Monitoring/alarming system for battery powered devices

This community gave me such a lot of information and knowledge… time to strike back. :wink:

Hereby I want to share my solution for monitoring battery powered devices and alarming if necessary.
I read a lot about this in several posts but I did not find the full solution I had in mind. So I tried to put all the pieces together for my own purposes. Maybe it’s helpful for others too.

Problem
How do I know, when a battery runs dry?

Simple solution
Create an automation and trigger it using the battery sensor of the device.
Create another automation for the next device.
Create another automation for the next device.
…and so on
I started with this but I don’t like it anymore. Too much automations to set up, too much work. And every time you add or remove a device you have to do the same work again and again and again…

Objective
Create a fully automated system for monitoring and alarming low battery levels.

Requirements

  • fully automated, once the setup is done it runs without any further interaction for any device, even when added in future
  • possibility for customization (but should run without customization too)

Constraints
There must be a sensor… well, where else should we know from. Usually every battery powered smarthome device should have a sensor for the battery level. If not… maybe look for another device. :wink:

Solution
Fortunately Home Assistant has device classes and all the sensors of my devices which are busy reporting the battery level have the device class “battery”. Sounds reasonable, we can work with this.

Here it is:

automation:
  - id: "battery_level_check"
    alias: "Energy: Check battery level for all devices"
    mode: restart
    trigger:
      - platform: time
        at: "16:00"
    action:
      - service: script.battery_level_check_multi

script:
  battery_level_check_multi:
    alias: "Energy: Check battery level for all devices"
    mode: queued
    sequence:
      - repeat:
          # get alle entities with device class "battery"
          for_each: "{{ states.sensor | selectattr('attributes.device_class', 'eq', 'battery') | map(attribute='entity_id') | list }}"
          sequence:
            - service: script.battery_level_check_single
              data:
                entity: "{{ repeat.item }}"

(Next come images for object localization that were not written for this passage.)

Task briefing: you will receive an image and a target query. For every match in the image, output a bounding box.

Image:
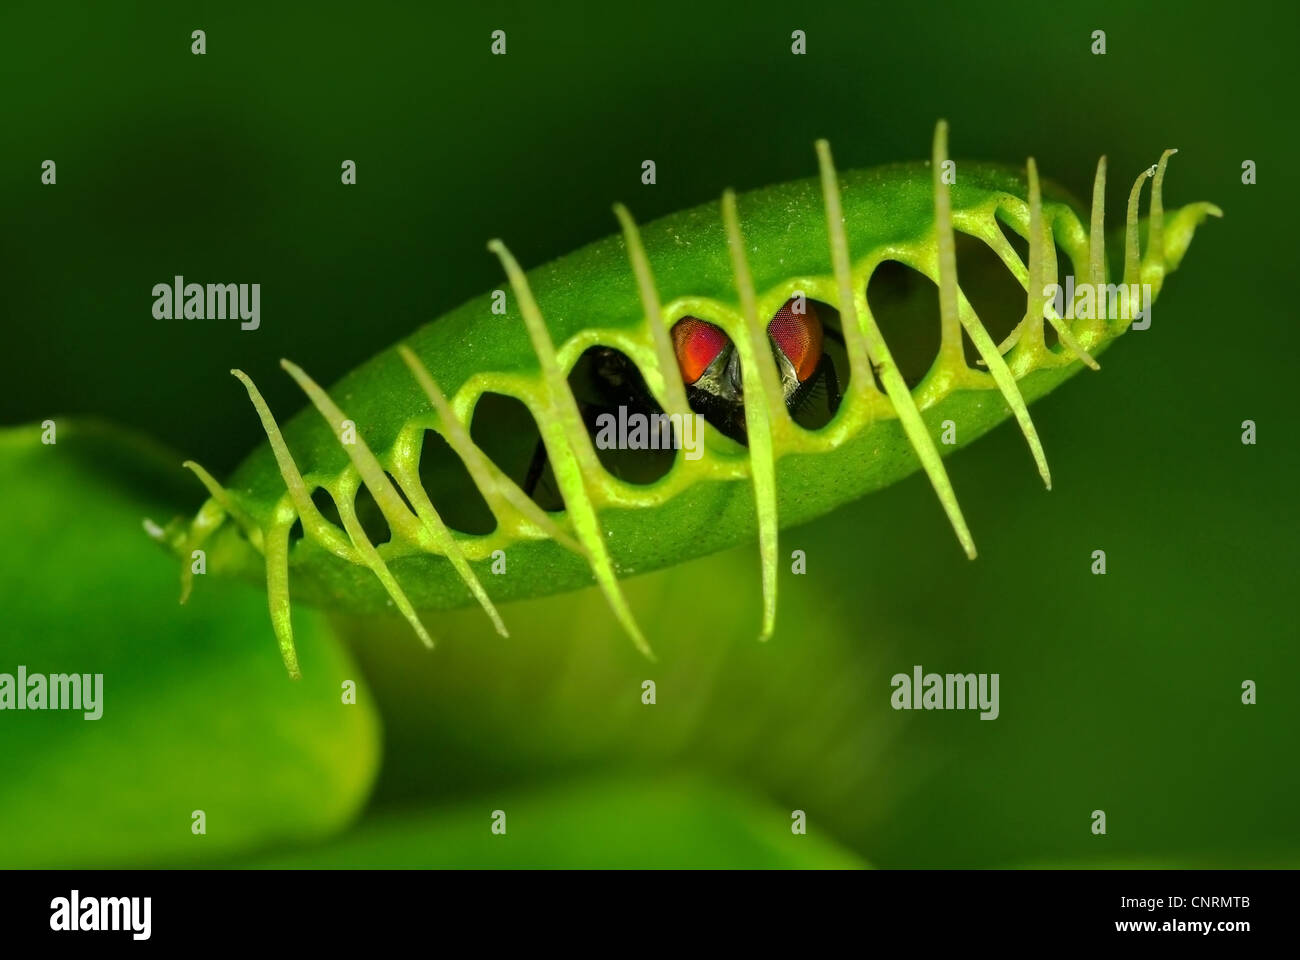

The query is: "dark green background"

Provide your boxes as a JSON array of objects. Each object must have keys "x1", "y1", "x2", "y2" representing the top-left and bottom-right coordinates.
[{"x1": 1, "y1": 0, "x2": 1295, "y2": 866}]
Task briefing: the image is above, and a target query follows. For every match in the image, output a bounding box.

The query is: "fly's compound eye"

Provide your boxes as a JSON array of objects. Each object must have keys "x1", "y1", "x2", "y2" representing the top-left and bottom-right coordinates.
[
  {"x1": 671, "y1": 316, "x2": 730, "y2": 385},
  {"x1": 767, "y1": 298, "x2": 823, "y2": 382}
]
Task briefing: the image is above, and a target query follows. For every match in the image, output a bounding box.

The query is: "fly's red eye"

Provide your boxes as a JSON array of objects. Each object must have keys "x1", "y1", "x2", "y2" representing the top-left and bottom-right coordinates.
[
  {"x1": 671, "y1": 316, "x2": 729, "y2": 384},
  {"x1": 767, "y1": 298, "x2": 823, "y2": 382}
]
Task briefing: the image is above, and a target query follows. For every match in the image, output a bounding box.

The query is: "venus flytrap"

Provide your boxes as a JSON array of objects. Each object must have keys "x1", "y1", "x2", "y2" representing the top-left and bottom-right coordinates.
[{"x1": 156, "y1": 122, "x2": 1221, "y2": 676}]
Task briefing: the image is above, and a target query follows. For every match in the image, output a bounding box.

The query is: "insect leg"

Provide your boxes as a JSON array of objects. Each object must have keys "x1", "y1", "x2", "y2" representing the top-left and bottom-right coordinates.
[{"x1": 820, "y1": 353, "x2": 842, "y2": 413}]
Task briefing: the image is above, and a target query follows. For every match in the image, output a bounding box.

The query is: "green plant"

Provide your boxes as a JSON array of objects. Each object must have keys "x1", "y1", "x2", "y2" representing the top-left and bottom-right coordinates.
[{"x1": 157, "y1": 122, "x2": 1220, "y2": 676}]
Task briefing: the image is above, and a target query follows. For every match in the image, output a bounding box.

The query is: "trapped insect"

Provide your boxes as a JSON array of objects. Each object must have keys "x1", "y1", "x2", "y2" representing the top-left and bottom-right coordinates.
[
  {"x1": 520, "y1": 298, "x2": 839, "y2": 502},
  {"x1": 152, "y1": 121, "x2": 1220, "y2": 677}
]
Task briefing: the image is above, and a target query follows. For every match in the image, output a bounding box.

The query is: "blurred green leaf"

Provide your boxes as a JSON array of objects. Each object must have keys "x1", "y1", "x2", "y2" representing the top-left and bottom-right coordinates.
[
  {"x1": 235, "y1": 774, "x2": 865, "y2": 869},
  {"x1": 0, "y1": 421, "x2": 381, "y2": 866}
]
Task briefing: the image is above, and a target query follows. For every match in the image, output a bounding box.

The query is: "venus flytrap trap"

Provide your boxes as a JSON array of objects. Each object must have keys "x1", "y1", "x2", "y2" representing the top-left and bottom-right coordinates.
[{"x1": 157, "y1": 122, "x2": 1221, "y2": 677}]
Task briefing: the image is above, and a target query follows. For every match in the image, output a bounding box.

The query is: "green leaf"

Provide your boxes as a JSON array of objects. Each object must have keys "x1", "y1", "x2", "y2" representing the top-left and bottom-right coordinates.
[
  {"x1": 235, "y1": 775, "x2": 866, "y2": 869},
  {"x1": 0, "y1": 421, "x2": 381, "y2": 866}
]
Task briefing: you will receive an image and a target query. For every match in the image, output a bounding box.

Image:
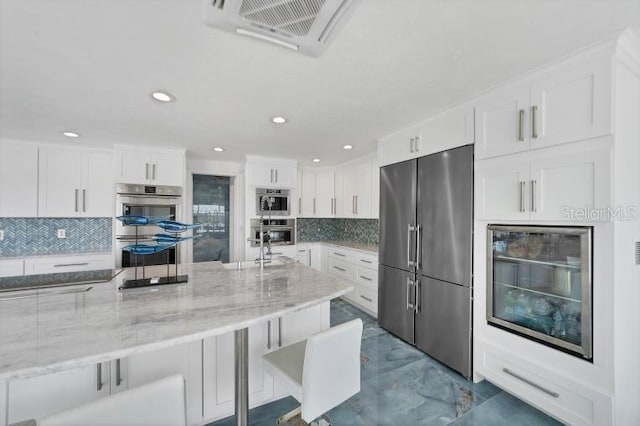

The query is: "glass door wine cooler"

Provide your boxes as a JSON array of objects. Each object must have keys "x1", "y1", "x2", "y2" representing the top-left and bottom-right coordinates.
[{"x1": 487, "y1": 225, "x2": 593, "y2": 360}]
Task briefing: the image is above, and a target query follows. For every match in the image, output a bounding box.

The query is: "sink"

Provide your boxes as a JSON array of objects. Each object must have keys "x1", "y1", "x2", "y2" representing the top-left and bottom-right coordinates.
[{"x1": 222, "y1": 259, "x2": 285, "y2": 270}]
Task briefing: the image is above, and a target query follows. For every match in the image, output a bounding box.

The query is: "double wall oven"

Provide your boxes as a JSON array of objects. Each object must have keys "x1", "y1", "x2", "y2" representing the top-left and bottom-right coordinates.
[{"x1": 115, "y1": 183, "x2": 182, "y2": 268}]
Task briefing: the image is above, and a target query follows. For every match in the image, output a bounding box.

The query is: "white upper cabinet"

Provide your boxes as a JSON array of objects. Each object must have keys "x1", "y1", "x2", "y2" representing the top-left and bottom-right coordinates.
[
  {"x1": 298, "y1": 168, "x2": 335, "y2": 217},
  {"x1": 0, "y1": 142, "x2": 38, "y2": 217},
  {"x1": 476, "y1": 55, "x2": 612, "y2": 159},
  {"x1": 246, "y1": 158, "x2": 297, "y2": 188},
  {"x1": 476, "y1": 144, "x2": 611, "y2": 221},
  {"x1": 38, "y1": 146, "x2": 113, "y2": 217},
  {"x1": 378, "y1": 104, "x2": 474, "y2": 167},
  {"x1": 115, "y1": 146, "x2": 185, "y2": 187},
  {"x1": 336, "y1": 156, "x2": 377, "y2": 219}
]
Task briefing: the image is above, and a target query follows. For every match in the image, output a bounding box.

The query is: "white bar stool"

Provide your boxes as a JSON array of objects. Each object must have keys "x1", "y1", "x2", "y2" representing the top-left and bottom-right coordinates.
[
  {"x1": 40, "y1": 374, "x2": 186, "y2": 426},
  {"x1": 263, "y1": 318, "x2": 363, "y2": 425}
]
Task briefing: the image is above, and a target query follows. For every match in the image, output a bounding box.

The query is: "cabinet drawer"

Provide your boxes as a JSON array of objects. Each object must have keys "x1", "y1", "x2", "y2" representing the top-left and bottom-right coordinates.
[
  {"x1": 478, "y1": 344, "x2": 611, "y2": 426},
  {"x1": 327, "y1": 258, "x2": 355, "y2": 281},
  {"x1": 355, "y1": 266, "x2": 377, "y2": 291},
  {"x1": 355, "y1": 287, "x2": 378, "y2": 315},
  {"x1": 328, "y1": 248, "x2": 354, "y2": 263},
  {"x1": 0, "y1": 259, "x2": 24, "y2": 277},
  {"x1": 354, "y1": 252, "x2": 378, "y2": 270},
  {"x1": 25, "y1": 254, "x2": 114, "y2": 275}
]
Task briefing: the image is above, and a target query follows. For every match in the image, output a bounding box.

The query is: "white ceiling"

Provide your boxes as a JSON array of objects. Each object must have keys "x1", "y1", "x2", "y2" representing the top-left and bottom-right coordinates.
[{"x1": 1, "y1": 0, "x2": 638, "y2": 166}]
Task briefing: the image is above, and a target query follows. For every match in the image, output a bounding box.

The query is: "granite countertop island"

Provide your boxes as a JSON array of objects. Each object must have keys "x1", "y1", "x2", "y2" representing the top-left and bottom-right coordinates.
[{"x1": 0, "y1": 259, "x2": 353, "y2": 382}]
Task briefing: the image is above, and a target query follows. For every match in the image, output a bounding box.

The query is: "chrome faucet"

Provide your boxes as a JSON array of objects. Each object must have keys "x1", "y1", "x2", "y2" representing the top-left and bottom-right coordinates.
[{"x1": 250, "y1": 195, "x2": 274, "y2": 271}]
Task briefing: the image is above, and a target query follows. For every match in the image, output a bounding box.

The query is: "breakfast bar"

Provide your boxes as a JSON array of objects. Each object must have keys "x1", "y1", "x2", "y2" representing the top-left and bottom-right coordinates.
[{"x1": 0, "y1": 260, "x2": 353, "y2": 425}]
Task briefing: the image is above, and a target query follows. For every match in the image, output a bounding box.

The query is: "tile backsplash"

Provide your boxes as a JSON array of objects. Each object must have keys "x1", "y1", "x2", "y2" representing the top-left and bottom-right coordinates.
[
  {"x1": 297, "y1": 218, "x2": 379, "y2": 245},
  {"x1": 0, "y1": 218, "x2": 112, "y2": 257}
]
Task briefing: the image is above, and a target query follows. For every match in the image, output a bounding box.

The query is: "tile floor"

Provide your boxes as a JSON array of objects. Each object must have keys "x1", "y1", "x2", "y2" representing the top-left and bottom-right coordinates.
[{"x1": 211, "y1": 299, "x2": 562, "y2": 426}]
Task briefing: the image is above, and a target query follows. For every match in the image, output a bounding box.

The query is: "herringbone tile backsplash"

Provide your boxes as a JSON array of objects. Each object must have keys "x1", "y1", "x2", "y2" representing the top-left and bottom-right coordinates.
[
  {"x1": 0, "y1": 218, "x2": 112, "y2": 257},
  {"x1": 297, "y1": 218, "x2": 379, "y2": 245}
]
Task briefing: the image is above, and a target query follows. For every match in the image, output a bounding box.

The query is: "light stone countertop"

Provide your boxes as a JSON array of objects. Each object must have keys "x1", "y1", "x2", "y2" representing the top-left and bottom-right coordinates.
[
  {"x1": 0, "y1": 259, "x2": 353, "y2": 382},
  {"x1": 315, "y1": 241, "x2": 378, "y2": 255}
]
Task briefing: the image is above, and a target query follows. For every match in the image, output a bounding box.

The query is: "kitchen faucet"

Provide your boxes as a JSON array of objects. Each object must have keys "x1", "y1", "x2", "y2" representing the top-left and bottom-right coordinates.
[{"x1": 248, "y1": 195, "x2": 274, "y2": 271}]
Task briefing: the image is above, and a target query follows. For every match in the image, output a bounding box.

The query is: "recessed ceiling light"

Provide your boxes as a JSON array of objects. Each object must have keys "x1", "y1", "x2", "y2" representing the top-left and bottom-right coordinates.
[
  {"x1": 213, "y1": 147, "x2": 224, "y2": 152},
  {"x1": 62, "y1": 131, "x2": 80, "y2": 138},
  {"x1": 343, "y1": 144, "x2": 353, "y2": 150},
  {"x1": 272, "y1": 116, "x2": 287, "y2": 124},
  {"x1": 151, "y1": 91, "x2": 175, "y2": 102},
  {"x1": 312, "y1": 158, "x2": 321, "y2": 163}
]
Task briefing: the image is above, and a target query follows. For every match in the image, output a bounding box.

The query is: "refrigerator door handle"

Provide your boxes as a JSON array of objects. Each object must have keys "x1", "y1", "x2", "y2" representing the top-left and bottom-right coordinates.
[
  {"x1": 406, "y1": 278, "x2": 415, "y2": 311},
  {"x1": 415, "y1": 224, "x2": 422, "y2": 269},
  {"x1": 407, "y1": 224, "x2": 417, "y2": 267},
  {"x1": 414, "y1": 280, "x2": 420, "y2": 313}
]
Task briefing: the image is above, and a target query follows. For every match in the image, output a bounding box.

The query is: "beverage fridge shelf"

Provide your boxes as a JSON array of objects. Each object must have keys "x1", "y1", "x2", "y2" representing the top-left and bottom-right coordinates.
[
  {"x1": 494, "y1": 255, "x2": 581, "y2": 270},
  {"x1": 495, "y1": 281, "x2": 581, "y2": 304}
]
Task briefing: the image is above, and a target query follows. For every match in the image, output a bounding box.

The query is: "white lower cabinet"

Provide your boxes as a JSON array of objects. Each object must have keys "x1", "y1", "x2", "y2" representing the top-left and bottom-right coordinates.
[
  {"x1": 295, "y1": 244, "x2": 322, "y2": 271},
  {"x1": 0, "y1": 259, "x2": 24, "y2": 277},
  {"x1": 23, "y1": 254, "x2": 114, "y2": 275},
  {"x1": 476, "y1": 339, "x2": 613, "y2": 426},
  {"x1": 120, "y1": 342, "x2": 202, "y2": 425},
  {"x1": 7, "y1": 363, "x2": 110, "y2": 424},
  {"x1": 326, "y1": 246, "x2": 378, "y2": 317}
]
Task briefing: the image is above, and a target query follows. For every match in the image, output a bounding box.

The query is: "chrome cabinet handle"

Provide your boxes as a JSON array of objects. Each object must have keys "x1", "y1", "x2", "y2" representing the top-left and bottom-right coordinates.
[
  {"x1": 270, "y1": 169, "x2": 273, "y2": 183},
  {"x1": 355, "y1": 195, "x2": 358, "y2": 214},
  {"x1": 415, "y1": 224, "x2": 422, "y2": 269},
  {"x1": 82, "y1": 189, "x2": 86, "y2": 212},
  {"x1": 406, "y1": 278, "x2": 415, "y2": 311},
  {"x1": 414, "y1": 280, "x2": 420, "y2": 313},
  {"x1": 298, "y1": 197, "x2": 301, "y2": 214},
  {"x1": 531, "y1": 105, "x2": 538, "y2": 139},
  {"x1": 407, "y1": 224, "x2": 417, "y2": 267},
  {"x1": 502, "y1": 368, "x2": 559, "y2": 398},
  {"x1": 278, "y1": 318, "x2": 282, "y2": 347},
  {"x1": 333, "y1": 252, "x2": 346, "y2": 257},
  {"x1": 359, "y1": 275, "x2": 373, "y2": 281},
  {"x1": 267, "y1": 321, "x2": 272, "y2": 350},
  {"x1": 275, "y1": 169, "x2": 278, "y2": 183},
  {"x1": 410, "y1": 137, "x2": 415, "y2": 153},
  {"x1": 359, "y1": 259, "x2": 373, "y2": 264},
  {"x1": 313, "y1": 198, "x2": 316, "y2": 215},
  {"x1": 116, "y1": 359, "x2": 122, "y2": 386},
  {"x1": 75, "y1": 189, "x2": 79, "y2": 212},
  {"x1": 334, "y1": 266, "x2": 346, "y2": 272},
  {"x1": 531, "y1": 180, "x2": 537, "y2": 212},
  {"x1": 54, "y1": 262, "x2": 89, "y2": 267},
  {"x1": 145, "y1": 163, "x2": 149, "y2": 180},
  {"x1": 360, "y1": 294, "x2": 373, "y2": 302},
  {"x1": 152, "y1": 163, "x2": 156, "y2": 180},
  {"x1": 519, "y1": 181, "x2": 525, "y2": 213},
  {"x1": 308, "y1": 249, "x2": 311, "y2": 266},
  {"x1": 97, "y1": 363, "x2": 103, "y2": 392},
  {"x1": 518, "y1": 109, "x2": 525, "y2": 141},
  {"x1": 414, "y1": 136, "x2": 420, "y2": 152}
]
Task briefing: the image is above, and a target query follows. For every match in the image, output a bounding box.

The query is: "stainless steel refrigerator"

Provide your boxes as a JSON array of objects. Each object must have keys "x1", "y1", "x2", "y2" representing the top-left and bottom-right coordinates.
[{"x1": 378, "y1": 144, "x2": 473, "y2": 378}]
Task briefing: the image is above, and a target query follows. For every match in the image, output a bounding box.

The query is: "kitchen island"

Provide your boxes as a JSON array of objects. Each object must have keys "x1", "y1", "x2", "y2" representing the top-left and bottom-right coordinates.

  battery_level_check_single:
    alias: "Energy: Check battery level for one device"
    mode: queued
    sequence:
      # check if 'entity' is set and a real entity
      - condition: template
        value_template: "{{ entity is defined and states(entity) != 'unknown' }}"
      # check if battery level is below 'battery_min'
      - condition: template
        value_template: "{{ states(entity) | int(0) <= state_attr(entity, 'battery_min') | int(30) }}"
      # send message
      - service: script.message_warning_battery
        data_template:
          device: "{{ device_attr(entity, 'name_by_user') }}"
          description: "{{ area_name(entity) }}"
          battery: "{{ states(entity) | int(0) }}"
          type: "{{ state_attr(entity, 'battery_needed') if state_attr(entity, 'battery_needed') != none else '<unknown>' }}"

The real magic happens in the template behind “for each:”.
It’s of course possible to compact all the code into one big automation but for clarity reasons I decided to split it into the triggering automation and the two scripts.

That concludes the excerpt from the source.